IMF’s executive board approves third review of Sri Lanka’s $2.9 billion bailout

COLOMBO (Reuters) – The International Monetary Fund (IMF) approved the third review of Sri Lanka’s $2.9 billion bailout on Friday, strengthening the South Asian economy’s rebound from a financial crisis.

In a statement, the global lender said it would release about $334 million to the crisis-hit nation, bringing total funding to around $1.3 billion.

The executive board’s decision comes after Sri Lanka’s new president Anura Kumara Dissanayake rolled out his first full-year budget, which included committing to a primary surplus target of 2.3% of GDP for 2025 set under the IMF program.

Sri Lanka also completed a $25 billion debt rework with bondholders and key bilateral creditors last year, which was another major IMF requirement.

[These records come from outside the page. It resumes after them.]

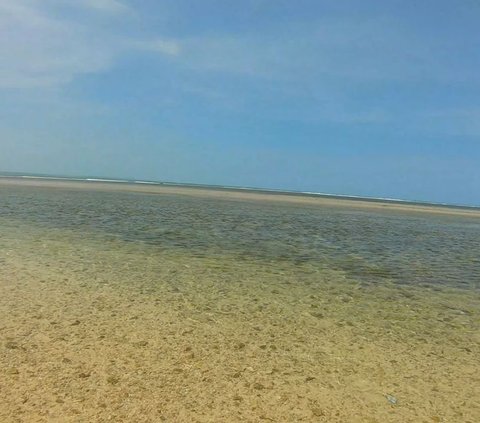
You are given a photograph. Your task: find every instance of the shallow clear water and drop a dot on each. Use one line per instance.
(371, 246)
(118, 306)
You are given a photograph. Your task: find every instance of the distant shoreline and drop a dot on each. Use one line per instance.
(233, 193)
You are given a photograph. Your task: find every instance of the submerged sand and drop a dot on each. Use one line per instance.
(96, 331)
(239, 195)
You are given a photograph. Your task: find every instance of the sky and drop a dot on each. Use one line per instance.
(370, 98)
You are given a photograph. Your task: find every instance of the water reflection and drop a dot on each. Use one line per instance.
(372, 246)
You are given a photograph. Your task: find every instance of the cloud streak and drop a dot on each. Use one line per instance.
(40, 48)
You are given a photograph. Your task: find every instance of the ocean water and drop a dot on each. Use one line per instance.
(128, 306)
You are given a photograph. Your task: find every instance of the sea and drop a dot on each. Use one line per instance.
(125, 305)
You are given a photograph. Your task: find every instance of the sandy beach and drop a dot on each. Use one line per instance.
(236, 195)
(96, 329)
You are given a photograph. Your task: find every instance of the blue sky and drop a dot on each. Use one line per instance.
(374, 98)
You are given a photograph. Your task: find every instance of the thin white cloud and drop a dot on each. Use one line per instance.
(41, 48)
(158, 45)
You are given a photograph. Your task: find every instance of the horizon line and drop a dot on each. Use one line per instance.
(30, 175)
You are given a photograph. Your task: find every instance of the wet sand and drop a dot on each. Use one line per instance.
(96, 328)
(95, 332)
(238, 195)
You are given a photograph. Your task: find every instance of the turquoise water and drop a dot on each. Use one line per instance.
(126, 306)
(370, 245)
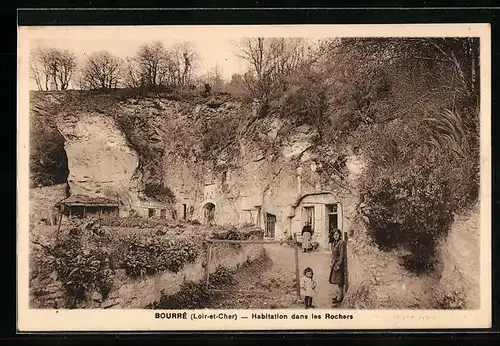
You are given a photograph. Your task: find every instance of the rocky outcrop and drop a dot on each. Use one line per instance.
(99, 159)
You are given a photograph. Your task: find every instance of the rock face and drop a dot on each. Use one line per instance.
(460, 256)
(99, 160)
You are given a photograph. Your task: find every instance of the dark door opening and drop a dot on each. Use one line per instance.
(333, 218)
(151, 212)
(209, 213)
(270, 225)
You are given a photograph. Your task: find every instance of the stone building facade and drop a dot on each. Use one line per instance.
(278, 196)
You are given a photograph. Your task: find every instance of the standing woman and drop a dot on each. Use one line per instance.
(306, 237)
(337, 265)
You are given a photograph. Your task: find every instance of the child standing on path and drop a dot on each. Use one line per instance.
(308, 286)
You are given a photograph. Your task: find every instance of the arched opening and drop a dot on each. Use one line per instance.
(209, 213)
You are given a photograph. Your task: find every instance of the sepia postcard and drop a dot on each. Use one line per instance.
(278, 177)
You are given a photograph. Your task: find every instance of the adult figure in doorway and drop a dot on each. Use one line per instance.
(306, 237)
(337, 266)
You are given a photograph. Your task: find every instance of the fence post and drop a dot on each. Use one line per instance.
(346, 268)
(209, 259)
(297, 273)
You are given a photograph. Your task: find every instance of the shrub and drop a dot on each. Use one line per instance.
(410, 207)
(192, 295)
(221, 278)
(147, 255)
(83, 263)
(159, 192)
(134, 222)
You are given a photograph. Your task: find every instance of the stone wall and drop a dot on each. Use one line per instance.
(256, 185)
(42, 200)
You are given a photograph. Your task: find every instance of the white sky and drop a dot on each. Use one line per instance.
(214, 44)
(213, 52)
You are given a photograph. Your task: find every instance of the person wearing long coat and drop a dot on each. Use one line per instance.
(306, 237)
(337, 265)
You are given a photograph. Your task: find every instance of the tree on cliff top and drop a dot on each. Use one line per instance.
(51, 68)
(154, 66)
(271, 61)
(101, 70)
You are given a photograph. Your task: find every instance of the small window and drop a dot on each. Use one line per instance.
(309, 216)
(332, 208)
(151, 212)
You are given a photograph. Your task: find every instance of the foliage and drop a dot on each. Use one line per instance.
(136, 222)
(232, 233)
(101, 70)
(159, 192)
(412, 208)
(52, 68)
(221, 278)
(270, 62)
(83, 263)
(192, 295)
(147, 255)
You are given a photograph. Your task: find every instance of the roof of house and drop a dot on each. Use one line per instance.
(82, 200)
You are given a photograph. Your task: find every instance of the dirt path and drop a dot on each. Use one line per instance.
(274, 276)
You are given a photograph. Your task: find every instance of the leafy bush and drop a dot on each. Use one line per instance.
(159, 192)
(411, 207)
(147, 255)
(83, 263)
(232, 233)
(192, 295)
(135, 222)
(221, 278)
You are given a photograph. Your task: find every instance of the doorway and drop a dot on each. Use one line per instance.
(270, 225)
(209, 213)
(333, 217)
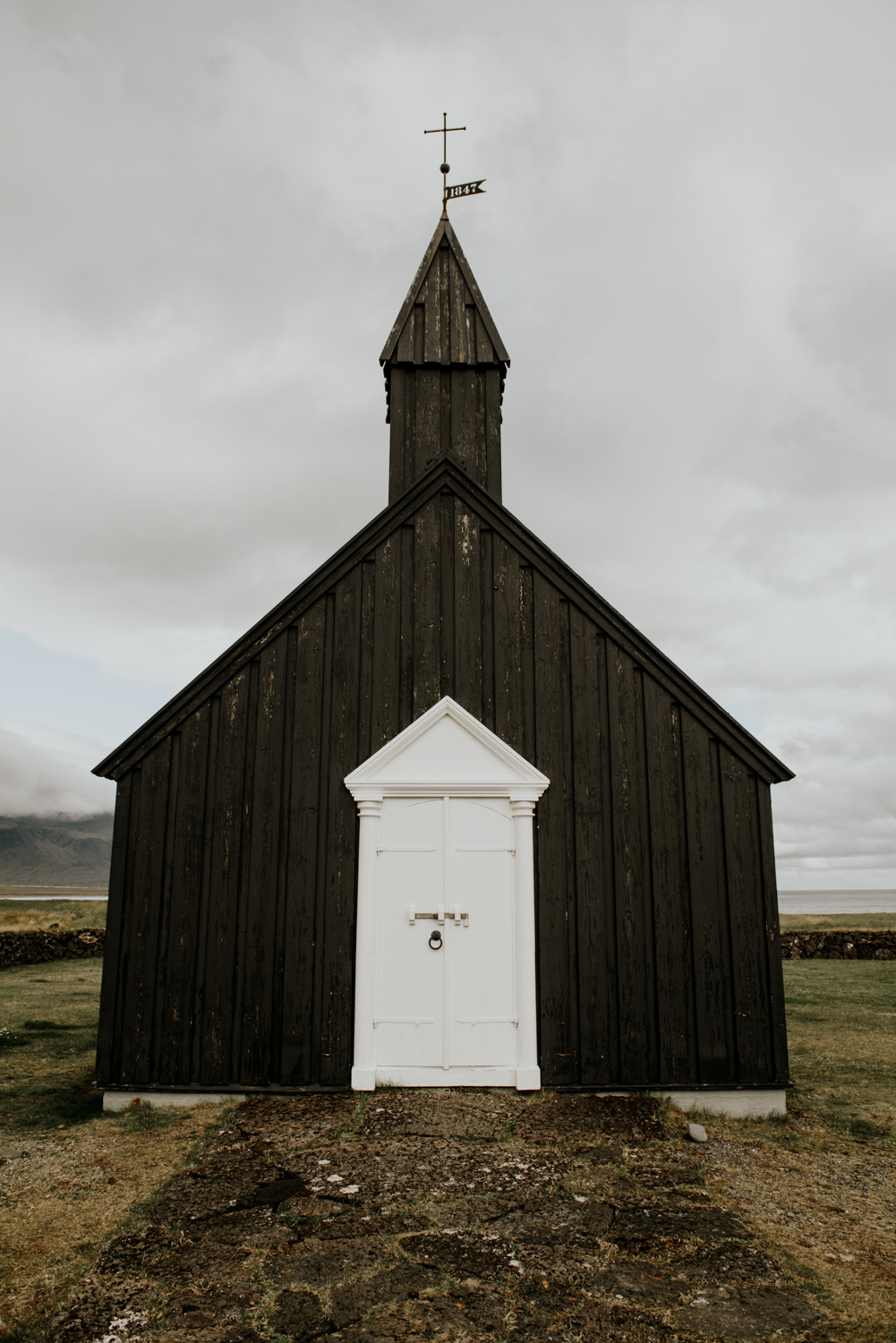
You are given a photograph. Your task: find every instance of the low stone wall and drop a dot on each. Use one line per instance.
(30, 948)
(839, 945)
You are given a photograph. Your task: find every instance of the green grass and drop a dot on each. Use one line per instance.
(832, 923)
(841, 1025)
(46, 1080)
(64, 915)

“Program performance has been strong with all quantitative targets met, except for the indicative target on social spending. Most structural benchmarks due by end-January 2025 were either met or implemented with delay”, Kenji Okamura, Deputy Managing Director of the IMF said in the statement.

The IMF bailout secured in March 2023 helped stabilise economic conditions after dollar-strapped Sri Lanka plunged into its worst financial crisis in more than seven decades in 2022.

The economic freefall sent inflation soaring to 70%, its currency to record lows and its economy contracting by 7.3% during the worst of the fallout and by 2.3% in 2023.

But the island nation is expected to grow by 5% this year, Dissanayake said in his budget speech to parliament while inflation has disappeared and the rupee’s depreciation had slowed to 1.3% against the dollar.